Pierre-Augustin Caron de Beaumarchais (1732-1799) est un écrivain, journaliste et dramaturge français. Fils d'horloger, il connait une enfance heureuse dans l'aisance matérielle d'une famille où l'on lisait et écoutait de la musique. Sa comédie "Le Barbier de Séville" (1774) qui est sévèrement censurée puis modifiée suscite un vif enthousiasme en 1775. Sa suite "Le Mariage de Figaro", également soumise à la censure et jugée dangereuse est un triomphe à sa première (1784). A l'âge de 58 ans, il se rallie à la Révolution française qui le nomme membre provisoire de la commune de Paris. A travers son théâtre, la gloire des libertés populaires se fait jour, dans un monde où l'aristocratie est bouleversée au contact des idées philosophiques. Il est l'initiateur du drame bourgeois et l’une des figures emblématiques du Siècle des Lumières, considérée comme un précurseur de la Révolution française. Il écrit ses "Mémoires", chef-d’œuvre de pamphlet, et meurt d’apoplexie à l'âge de 67 ans. Il est enterré au cimetière du Père-Lachaise.  Sa pièce Le Mariage de Figaro sera adaptée en opéra par Mozart. Sa pièce Le Barbier de Séville sera adaptée en opéra par Rossini.  (source: babelio)

L'oeuvre : 

Le Barbier de Séville ou la Précaution inutile est une pièce de théâtre en quatre actes de Beaumarchais. Inspiré de L'Ecole des femmes de Molière, c'est la première partie d'une trilogie intitulée "Le roman de la famille Almaviva". Le Barbier de Séville est représenté le 23 et le 26 février 1775. remanié en trois jours, il  connaît un succès triomphal lors de la seconde représentation.

L'argument :

Le comte Almaviva, tombé amoureux d'une jeune orpheline, Rosine, est prêt à tout pour l'arracher à Bartholo, son vieux tuteur, qui a depuis toujours pour projet de l’épouser. Tandis que, déguisé, il tente de mener son projet à bien, il tombe sur son ancien valet Figaro, persifleur mais entremetteur, qui l'aidera dans ses desseins. 

Le thème du passage :

A Séville, le comte Almaviva vient de retrouver Figaro, son ancien valet. Caché sous l'identité de Lindor, le comte cherche à séduire Rosine, une jeune fille enfermée par son tuteur qui veut l'épouser contre son gré. De sa fenêtre, Rosine laisse tomber une partition cachant un message adressé au comte pour lui demander ses intentions. Ce dernier lui répond en chantant une sérénade.

Le genre du texte : 

Il s'agit d'une scène de théâtre où la musique joue un rôle aussi important que les paroles.

Les registres : 

Registre (mélo) dramatique : une jeune fille prisonnière d'un vieillard qui veut l'épouser de force.

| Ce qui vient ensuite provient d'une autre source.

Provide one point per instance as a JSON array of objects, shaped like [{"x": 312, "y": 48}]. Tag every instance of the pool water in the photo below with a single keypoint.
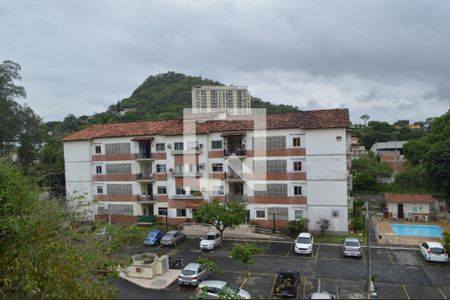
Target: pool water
[{"x": 417, "y": 230}]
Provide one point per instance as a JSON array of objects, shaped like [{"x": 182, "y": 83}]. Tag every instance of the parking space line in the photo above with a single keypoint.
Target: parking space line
[
  {"x": 443, "y": 295},
  {"x": 406, "y": 292},
  {"x": 289, "y": 251}
]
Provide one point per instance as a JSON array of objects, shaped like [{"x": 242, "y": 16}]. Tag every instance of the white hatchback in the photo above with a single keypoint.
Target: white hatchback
[
  {"x": 304, "y": 243},
  {"x": 433, "y": 251}
]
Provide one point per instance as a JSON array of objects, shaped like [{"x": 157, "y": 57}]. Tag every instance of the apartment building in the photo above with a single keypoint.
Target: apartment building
[
  {"x": 299, "y": 168},
  {"x": 235, "y": 100}
]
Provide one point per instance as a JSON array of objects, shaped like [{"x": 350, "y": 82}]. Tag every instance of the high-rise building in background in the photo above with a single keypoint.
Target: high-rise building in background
[{"x": 235, "y": 100}]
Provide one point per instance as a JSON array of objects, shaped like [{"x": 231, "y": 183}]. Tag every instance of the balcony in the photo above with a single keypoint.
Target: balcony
[
  {"x": 143, "y": 198},
  {"x": 147, "y": 219},
  {"x": 236, "y": 198},
  {"x": 238, "y": 152},
  {"x": 145, "y": 177},
  {"x": 145, "y": 156}
]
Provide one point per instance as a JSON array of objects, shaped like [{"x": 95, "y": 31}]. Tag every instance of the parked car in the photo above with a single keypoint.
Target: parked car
[
  {"x": 286, "y": 283},
  {"x": 210, "y": 241},
  {"x": 212, "y": 289},
  {"x": 321, "y": 295},
  {"x": 193, "y": 274},
  {"x": 172, "y": 238},
  {"x": 304, "y": 243},
  {"x": 153, "y": 238},
  {"x": 352, "y": 247},
  {"x": 433, "y": 251}
]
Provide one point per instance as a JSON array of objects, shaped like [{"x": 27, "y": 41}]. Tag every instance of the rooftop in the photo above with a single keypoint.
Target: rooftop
[
  {"x": 408, "y": 198},
  {"x": 314, "y": 119}
]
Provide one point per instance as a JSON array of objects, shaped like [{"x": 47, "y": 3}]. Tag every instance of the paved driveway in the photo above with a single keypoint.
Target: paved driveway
[{"x": 400, "y": 274}]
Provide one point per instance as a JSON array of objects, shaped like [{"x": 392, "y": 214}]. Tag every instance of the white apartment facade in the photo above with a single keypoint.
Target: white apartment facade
[
  {"x": 145, "y": 169},
  {"x": 235, "y": 100}
]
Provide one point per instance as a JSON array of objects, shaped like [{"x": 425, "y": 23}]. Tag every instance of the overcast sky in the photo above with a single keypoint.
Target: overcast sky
[{"x": 388, "y": 59}]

Registre comique :  Le comte, encouragé par Figaro : "En amour, le cœur n'est pas difficile sur les productions de l'esprit" (l.10-11) finit par se risquer à chanter en s'accompagnant à la guitare, alors que, de son propre aveu, il n'y connaît rien.

Le comte s'en tire suffisamment bien pour susciter les compliments plus ou moins sincères de Figaro qui, lui, s'y connaît : "Fort bien, parbleu ! Courage, Monseigneur !" (l.23) ; "eh comment diable ! Je ne ferais pas mieux, moi qui m'en pique." (l.29).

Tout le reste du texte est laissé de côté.